No dobra dziewczyny: kto to jest?

No przecież, że ten po lewej.

Wczoraj przez Facebooka i Twittera przetoczyła się prawdziwa burza, kiedy Rafa wrzucił to zdjęcie z podpisem:

Wreszcie mogę to zrobić: przedstawiam Wam mojego brata Tomeu Nadala.

Brata?? Jakiego brata?! Wiemy o wujku, siostrze i o dziewczynie niestety też , ale o bracie w życiu nie słyszałyśmy. Jak niby udało się Rafie ukryć takiego człowieka?! Nie, nie.... jak światu udało się go ukryć? Postawione w stan najwyższej gotowości przystąpiłyśmy do natychmiastowego dochodzenia.

Część tropów prowadziła do rozbitego małżeństwa rodziców Rafy, co wskazywało na brata przyrodniego. Nawet dopatrzyłyśmy się podobieństwa. Później jednak wpadły nam w ręce media hiszpańskie, które szybko wyjaśniły, że jest to jeden wielki żart w ramach promocji PokerStars (bo jeśli nie wiecie jeszcze, Rafa jest też pokerzystą).

 

No ok... ale Rafa i żarty? Przecież on zawsze wygląda na takiego poważnego. Wtedy też natknęłyśmy się na traumatyczną historię pewnego Andy'ego M. (26 l.) z Dunblane. Oto, co Andy'emu przydażyło się w Nowym Jorku:

Siedziałem na kolacji z moją dziewczyną i podczas posiłku, pewnie nie powinienem był tego w ogóle robić, bo sprawdzanie telefonu jest niegrzeczne, ale tak czy inaczej patrzyłem na telefon i spojrzałem na jednego smsa od numeru, którego nie znałem. Był o treści mniej więcej takiej: "O mój Boże, Andy, wyglądasz dziś tak seksownie. Szkoda, że jesteś tu ze swoją dziewczyną". Oczywiście nie powiedziałem najpierw o tym mojej dziewczynie, nie chciałem psuć kolacji, więc schowałem telefon z powrotem do kieszeni. Potem w drodze powrotnej z kolacji dotarło do mnie, kto to. Na pewno przez cały czas obserwował mnie z daleka, jak czytam tego smsa i widział moją minę i nic mi nie powiedział.

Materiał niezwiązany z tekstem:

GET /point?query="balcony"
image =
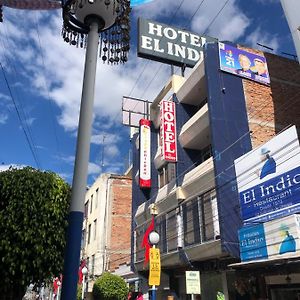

Andy nie zdradził, jakim cudem wydedukował, że to akurat Rafa jest takim żartownisiem, ale to w tej historii jest chyba najmniej istotne. Istotny wniosek jest taki, że Rafy żarty się jednak trzymają. Chyba dałyśmy się wkręcić.

No ale oni przecież NAPRAWDĘ są podobni!!!